Mythology, folklore and such multiple facets of fiction are found abundantly all around the globe, and they have played a major role somehow in defining today’s civilizations for they have great influence in the beliefs that surround people, that in turn shape up the foundations on which many societies are built upon.
Talk about India and serpents, snake charmers, spicy food, and colorful things are what might conjure up the first thing in a foreigner’s mind, while an Indian would be reminded of the dirty politics, bad streets, the racists, and the narrow minded social views—this is just an instance to remind the readers that there are almost always two sides to a story, two sides to a coin. Which means, one should fix upon something to deem it as agreeable or not, after careful consideration of all the facts and proofs that are available at hand. Blind conclusion happens many times, and is an evil in itself no matter what topic it concerns.
Fairytales are what are now proclaimed to be mere unreality, to be stories created by someone jobless a long, long time ago. What if they are not?
What if the very many stories of goblins, leprechauns, unicorns, witchcraft might be true after all? We’ve all read or heard about these in the kindergarten or elementary school level, but have any of us thought them to be real perhaps? A few days after watching some horror movie based on mythology, we would be quite curious about it, research it on Wikipedia; give it a laugh to then stop.
There are so many television series, spin-offs that are produced and find popularity though they’re based on mere fairytales. There is a globally acclaimed Disney movie, depicting in animation the story written by Hans Christian Anderson. When such shows make us feel wowed and briefly have us believe in them for the twenty minutes of their airing, why do we refuse to believe in those fairytale creatures’ existence when we chance upon any small figment of ‘proof’ of their reality?
Now for the question, do mermaids really exist?
Before answering that with a nod or shake of the head, knowing about the theories that surround them is good. There are fabled stories and accounts of people who’ve sighted them; mermaids have always been earmarked in the history and myths of all countries. Ancient Greece, the Near East, the Arabian countries, Western and Eastern Europe, the British Isles, India, Thailand, the Philippines, Africa, China, Japan and so many more countries have narratives of sightings or tales of mermaids. With the countries being on different continents thousands of miles apart, how is it that the myths of the mermaids are present everywhere? This is of course not mere coincidence, but perhaps pointers to let us know that there might be mermaids existing all over the world, inhabiting the deep seas like how we humans are everywhere, but on land instead.

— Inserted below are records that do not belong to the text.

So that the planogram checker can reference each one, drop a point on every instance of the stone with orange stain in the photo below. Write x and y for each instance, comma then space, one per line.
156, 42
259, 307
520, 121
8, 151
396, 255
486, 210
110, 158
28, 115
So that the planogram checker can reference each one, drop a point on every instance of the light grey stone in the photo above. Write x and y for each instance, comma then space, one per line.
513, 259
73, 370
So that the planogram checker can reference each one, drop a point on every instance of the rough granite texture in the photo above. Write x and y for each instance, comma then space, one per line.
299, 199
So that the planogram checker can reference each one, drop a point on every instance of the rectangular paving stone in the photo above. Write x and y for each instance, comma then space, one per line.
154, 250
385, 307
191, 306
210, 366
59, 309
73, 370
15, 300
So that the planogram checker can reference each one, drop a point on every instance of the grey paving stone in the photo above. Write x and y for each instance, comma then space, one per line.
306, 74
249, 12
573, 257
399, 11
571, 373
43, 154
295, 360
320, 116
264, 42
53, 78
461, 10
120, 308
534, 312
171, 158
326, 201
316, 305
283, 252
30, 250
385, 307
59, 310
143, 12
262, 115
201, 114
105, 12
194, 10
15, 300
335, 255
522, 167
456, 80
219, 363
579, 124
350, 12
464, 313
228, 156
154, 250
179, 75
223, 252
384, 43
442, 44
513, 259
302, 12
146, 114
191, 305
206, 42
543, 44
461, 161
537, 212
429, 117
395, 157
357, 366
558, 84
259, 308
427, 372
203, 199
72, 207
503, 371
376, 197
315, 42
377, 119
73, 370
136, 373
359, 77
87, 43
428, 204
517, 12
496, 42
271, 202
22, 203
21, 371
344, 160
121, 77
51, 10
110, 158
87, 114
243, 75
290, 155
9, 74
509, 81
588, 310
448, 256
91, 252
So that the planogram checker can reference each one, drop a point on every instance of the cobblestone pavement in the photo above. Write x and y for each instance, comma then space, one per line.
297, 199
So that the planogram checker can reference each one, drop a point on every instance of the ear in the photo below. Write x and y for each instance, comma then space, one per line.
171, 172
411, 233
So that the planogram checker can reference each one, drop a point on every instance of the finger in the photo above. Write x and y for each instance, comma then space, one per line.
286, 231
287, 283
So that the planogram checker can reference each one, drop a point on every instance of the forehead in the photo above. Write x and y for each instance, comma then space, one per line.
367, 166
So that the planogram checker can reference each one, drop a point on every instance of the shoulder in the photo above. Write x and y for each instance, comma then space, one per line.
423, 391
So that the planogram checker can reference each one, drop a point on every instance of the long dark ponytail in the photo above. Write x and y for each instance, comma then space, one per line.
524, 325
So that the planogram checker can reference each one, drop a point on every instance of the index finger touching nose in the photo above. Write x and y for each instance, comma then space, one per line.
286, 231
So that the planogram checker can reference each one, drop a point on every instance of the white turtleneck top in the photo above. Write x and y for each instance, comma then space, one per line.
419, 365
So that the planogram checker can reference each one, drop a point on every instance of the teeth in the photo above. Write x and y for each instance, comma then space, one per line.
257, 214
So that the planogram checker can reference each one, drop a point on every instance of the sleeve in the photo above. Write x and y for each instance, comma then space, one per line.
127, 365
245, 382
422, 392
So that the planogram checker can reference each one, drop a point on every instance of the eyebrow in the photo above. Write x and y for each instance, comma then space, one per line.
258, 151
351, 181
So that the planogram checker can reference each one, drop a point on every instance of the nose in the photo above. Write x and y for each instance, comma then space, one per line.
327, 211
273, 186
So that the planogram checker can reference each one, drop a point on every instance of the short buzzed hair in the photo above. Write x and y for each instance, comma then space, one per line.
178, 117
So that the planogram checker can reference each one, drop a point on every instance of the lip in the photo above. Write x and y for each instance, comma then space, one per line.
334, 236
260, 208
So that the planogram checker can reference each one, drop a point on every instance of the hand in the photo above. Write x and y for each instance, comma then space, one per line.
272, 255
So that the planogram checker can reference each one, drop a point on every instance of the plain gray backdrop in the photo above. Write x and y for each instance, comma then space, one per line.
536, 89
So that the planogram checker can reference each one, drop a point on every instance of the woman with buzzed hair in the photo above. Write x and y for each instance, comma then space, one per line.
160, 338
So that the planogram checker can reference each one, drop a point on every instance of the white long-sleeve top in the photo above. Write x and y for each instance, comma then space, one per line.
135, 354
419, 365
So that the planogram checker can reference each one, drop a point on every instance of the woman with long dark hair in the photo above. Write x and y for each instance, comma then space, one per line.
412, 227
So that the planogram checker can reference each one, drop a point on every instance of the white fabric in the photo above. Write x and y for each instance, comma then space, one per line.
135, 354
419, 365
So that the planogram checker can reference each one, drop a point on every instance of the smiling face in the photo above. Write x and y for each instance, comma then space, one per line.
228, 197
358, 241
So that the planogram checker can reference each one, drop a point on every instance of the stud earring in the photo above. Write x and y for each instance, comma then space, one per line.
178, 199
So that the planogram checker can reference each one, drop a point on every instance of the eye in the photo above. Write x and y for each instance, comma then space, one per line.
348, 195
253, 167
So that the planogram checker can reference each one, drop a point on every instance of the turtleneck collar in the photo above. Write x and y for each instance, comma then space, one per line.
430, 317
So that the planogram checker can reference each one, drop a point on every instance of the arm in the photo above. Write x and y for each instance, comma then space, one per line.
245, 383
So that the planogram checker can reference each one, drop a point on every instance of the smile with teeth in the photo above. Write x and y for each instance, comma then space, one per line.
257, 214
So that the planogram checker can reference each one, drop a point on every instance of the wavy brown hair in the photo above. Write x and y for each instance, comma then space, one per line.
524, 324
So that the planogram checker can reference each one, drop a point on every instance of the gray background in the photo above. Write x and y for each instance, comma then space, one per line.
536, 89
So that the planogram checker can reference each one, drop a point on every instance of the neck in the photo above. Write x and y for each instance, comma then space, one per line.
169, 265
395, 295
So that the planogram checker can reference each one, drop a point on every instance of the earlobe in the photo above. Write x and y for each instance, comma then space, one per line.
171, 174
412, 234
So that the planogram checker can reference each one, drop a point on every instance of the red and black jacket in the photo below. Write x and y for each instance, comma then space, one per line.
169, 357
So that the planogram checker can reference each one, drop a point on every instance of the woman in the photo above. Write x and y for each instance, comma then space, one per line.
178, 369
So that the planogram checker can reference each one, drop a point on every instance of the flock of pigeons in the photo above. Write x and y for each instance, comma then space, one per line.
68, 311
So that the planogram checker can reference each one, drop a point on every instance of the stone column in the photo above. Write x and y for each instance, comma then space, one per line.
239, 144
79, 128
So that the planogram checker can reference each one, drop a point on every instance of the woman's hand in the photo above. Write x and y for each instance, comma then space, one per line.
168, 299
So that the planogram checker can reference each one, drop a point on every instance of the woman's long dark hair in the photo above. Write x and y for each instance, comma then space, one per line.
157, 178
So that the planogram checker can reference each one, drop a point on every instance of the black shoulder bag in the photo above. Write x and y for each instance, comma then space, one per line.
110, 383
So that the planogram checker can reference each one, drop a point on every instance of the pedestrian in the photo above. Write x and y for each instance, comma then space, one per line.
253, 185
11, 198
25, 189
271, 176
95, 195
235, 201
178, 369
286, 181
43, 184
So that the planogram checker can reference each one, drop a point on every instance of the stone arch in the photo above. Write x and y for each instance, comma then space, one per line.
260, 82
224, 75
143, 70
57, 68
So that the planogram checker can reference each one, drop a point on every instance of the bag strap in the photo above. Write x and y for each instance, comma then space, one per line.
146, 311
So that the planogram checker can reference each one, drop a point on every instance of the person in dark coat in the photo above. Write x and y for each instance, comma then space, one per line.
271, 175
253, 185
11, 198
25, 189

The talk of mermaids promptly chronicles of how they are bringers of doom who wreck ships, bring bad luck to sailors and lure people with their irresistible voice and womanly charms? It is notable to say that females are portrayed in most tales, with mentions of mermen here and there. Nevertheless, the fiction part of the mermaids would be well known by many.
Both mythologically and scientifically speaking, there survive many theories explaining the possibility of the emergence of humans evolving from sea creatures. Very recently, the channel Animal Planet released two documentaries on mermaids in which one seemed to support this theory with computer-based graphics for the viewers to understand this seemingly complex theory; it showed that some of our ancestors, the ancient apes, might have chosen the aquatic world to lead life, and later blended with the sea to form it their new habitat, developing into creatures that we call as mermaids. The documentary is highly appealing, and is quite recommendable.
These two documentaries are called ‘Mermaids: The Body Found,’ and, ‘Mermaids: The New Evidence’. Both span more than an hour or so, and compel the viewer with lulling them into belief. It has three scientists who are said to have worked with the NOAA—a national venture by North America—said to be fired now over their announcement of mermaid findings which the government wanted to keep hushed up. It has them talk about their findings, and rare discoveries of the ‘bloop’ which is believed to be the recording of mermaids talking underwater whose frequency of sound is way below that of dolphins maybe, and there are people on the show who claim to be experts in decoding the lingo of the sea mammals saying that there definitely exists a society of mer-people in the waters whose intellect seems to be high, with their language structure which those researchers deem to be quite highly complicated.
There are rather frightening, and surprising videos shown to prove that mermaids exist that literally take the breath out of the view—evidences which claim to be surreal and promising. In all, these documentaries are totally worth every second they span, though there are many ridicules hurled at Animal Planet for airing such fake documentaries; there are rude comments posted all over the internet about it, and also posts saying that the ‘scientists’ on the show are in fact actors, thus proving the whole thing to be just another fraud.
What is for sure is that one might not know what to really believe in; people after watching these documentaries, and reading the write-ups of mermaids in the internet, maybe even in just Wikipedia, would be left mentally stranded as to what to believe in. There is so much proof, yet so much not to believe in which makes the mystery surrounding the mermaids even more magical, and of course mystifying.